Creativity is developing new ideas. Innovation is implementing creative ideas into valuable or profitable solutions. In other words, innovation happens when organizations make money or gain value from creativity. Effective innovation is the timely and efficient implementation of new ideas that results in significantly increased revenues and profits.

Obstacle paradox

Competition, mistrust and the scarcity of time, money and other resources make it very difficult to innovate. These same reasons make innovation imperative. The obstacles to innovation are the great paradox of the current corporate environment. It is essential to the survival, growth and prosperity of any company to have some means to manage innovation. And yet, the question arises - can innovation be managed?

I remember our brainstorming sessions at Action Instruments - everybody was invited, engineers, production, accounting and office people. New ideas were discussed, with just one rule: No one could say anything negative for at least 10 minutes after an idea was proposed. It was strange how many innovative ideas survived that usual, initial minefield.

Dean Kamen's keynote address at the August 2006 National Instruments' NI Week poked fun at the "management of innovation" basically saying that innovation requires leadership; but management kills it. Geoffrey Moore's book "Dealing with Darwin" discusses research on how big companies innovate. Moore insists that innovation is not hard; what is hard is deploying innovation, because critical resources are always engaged with existing responsibilities. So, too often, when genuinely innovative ideas come up, they simply die on the vine.

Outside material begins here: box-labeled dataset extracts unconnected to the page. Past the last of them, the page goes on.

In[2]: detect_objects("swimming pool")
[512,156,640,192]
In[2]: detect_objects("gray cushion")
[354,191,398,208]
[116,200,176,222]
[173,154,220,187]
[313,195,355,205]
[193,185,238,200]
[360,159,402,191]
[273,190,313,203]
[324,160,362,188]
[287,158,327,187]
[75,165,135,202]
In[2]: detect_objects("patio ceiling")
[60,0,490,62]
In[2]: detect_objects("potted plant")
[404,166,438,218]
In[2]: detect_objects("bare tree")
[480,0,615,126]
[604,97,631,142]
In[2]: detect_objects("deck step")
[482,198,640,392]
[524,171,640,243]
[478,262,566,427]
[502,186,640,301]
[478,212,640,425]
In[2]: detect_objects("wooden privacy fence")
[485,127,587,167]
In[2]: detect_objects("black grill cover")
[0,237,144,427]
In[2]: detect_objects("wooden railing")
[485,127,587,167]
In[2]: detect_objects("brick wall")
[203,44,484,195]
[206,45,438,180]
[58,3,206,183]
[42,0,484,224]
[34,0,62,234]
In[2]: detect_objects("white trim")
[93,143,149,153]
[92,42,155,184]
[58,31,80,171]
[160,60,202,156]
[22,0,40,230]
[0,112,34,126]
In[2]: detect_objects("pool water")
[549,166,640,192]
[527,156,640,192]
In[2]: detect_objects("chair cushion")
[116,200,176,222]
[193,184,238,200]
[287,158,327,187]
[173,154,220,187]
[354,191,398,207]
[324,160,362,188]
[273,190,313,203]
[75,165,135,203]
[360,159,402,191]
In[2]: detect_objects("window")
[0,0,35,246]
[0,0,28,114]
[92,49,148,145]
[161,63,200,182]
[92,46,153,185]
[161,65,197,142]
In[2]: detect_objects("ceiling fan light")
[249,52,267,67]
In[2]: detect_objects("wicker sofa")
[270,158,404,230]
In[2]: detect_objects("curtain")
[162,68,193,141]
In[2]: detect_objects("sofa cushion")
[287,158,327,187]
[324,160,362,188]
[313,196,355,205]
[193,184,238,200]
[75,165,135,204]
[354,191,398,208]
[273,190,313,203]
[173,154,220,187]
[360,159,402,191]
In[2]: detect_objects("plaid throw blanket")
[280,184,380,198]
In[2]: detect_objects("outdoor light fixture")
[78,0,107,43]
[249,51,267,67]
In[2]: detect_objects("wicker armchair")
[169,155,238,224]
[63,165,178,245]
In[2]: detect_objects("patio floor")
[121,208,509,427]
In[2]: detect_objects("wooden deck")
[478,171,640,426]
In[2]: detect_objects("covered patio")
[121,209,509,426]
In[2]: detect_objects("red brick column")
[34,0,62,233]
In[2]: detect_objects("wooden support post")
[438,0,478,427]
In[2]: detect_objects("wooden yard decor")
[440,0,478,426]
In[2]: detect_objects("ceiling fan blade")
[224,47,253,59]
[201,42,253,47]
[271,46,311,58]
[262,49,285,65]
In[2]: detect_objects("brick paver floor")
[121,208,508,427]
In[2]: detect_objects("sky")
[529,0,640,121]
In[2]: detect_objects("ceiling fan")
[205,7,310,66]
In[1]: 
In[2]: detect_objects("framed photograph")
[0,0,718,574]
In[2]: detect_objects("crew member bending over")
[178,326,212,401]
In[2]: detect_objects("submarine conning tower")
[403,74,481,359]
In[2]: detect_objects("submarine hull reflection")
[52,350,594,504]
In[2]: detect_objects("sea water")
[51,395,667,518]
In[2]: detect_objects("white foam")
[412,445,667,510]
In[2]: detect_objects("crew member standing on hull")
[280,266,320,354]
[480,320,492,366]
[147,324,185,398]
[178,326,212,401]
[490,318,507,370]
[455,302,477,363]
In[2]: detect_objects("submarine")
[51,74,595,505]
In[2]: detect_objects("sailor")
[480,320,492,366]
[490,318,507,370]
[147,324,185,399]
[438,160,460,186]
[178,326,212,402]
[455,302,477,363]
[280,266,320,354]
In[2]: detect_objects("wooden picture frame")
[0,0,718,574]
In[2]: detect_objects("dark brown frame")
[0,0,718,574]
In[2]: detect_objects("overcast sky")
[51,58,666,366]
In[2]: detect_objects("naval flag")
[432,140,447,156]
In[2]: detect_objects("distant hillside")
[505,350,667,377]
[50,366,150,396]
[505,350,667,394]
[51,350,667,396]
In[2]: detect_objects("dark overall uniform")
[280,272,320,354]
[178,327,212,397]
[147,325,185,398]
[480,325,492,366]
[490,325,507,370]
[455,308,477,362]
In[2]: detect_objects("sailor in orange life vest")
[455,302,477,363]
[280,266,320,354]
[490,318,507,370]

In his book "The Innovator's Dilemma", Clayton Christensen exposes a paradox behind the failure of many business leaders: By focusing on pleasing their most profitable customers, they pave the way for their own demise. How? By ignoring new, cheaper innovations that initially target small customer segments but evolve to displace leading products. Indeed, this is why new leaders emerge with disruptive technologies, while established companies fade away. This innovation blind side has destroyed many giants.

In a follow-on book "The Innovator's Solution", Christensen and coauthor Michael Raynor suggest solutions for the dilemma. Although the emergence of past innovations seems random, the process by which innovations are drawn and shaped within companies is predictable. By understanding and managing the forces that influence this process, companies can develop business plans that create truly disruptive growth. The authors bring up several counterintuitive guidelines: proven managers are ill-equipped to lead fledgling businesses; expect early profitability, not just growth, to demonstrate viability; outsource low-cost commodities, not high-cost proprietary products; segment markets according to what customers want, not by price points or demographics; initiate innovation strategies when business is good, so mistakes can be afforded.

Tom Peters, the "Search for Excellence" motivator, suggests several bold innovation initiatives: Speed of innovation (product development time should be reduced by 50 percent); premium products (differentiated price and value-added layers); streamlined organization (reduction of management layers); paperwork reduction (reduce paperwork and procedures); and motivation (get people on profit-sharing programs).

So, what is your company doing to stimulate innovation?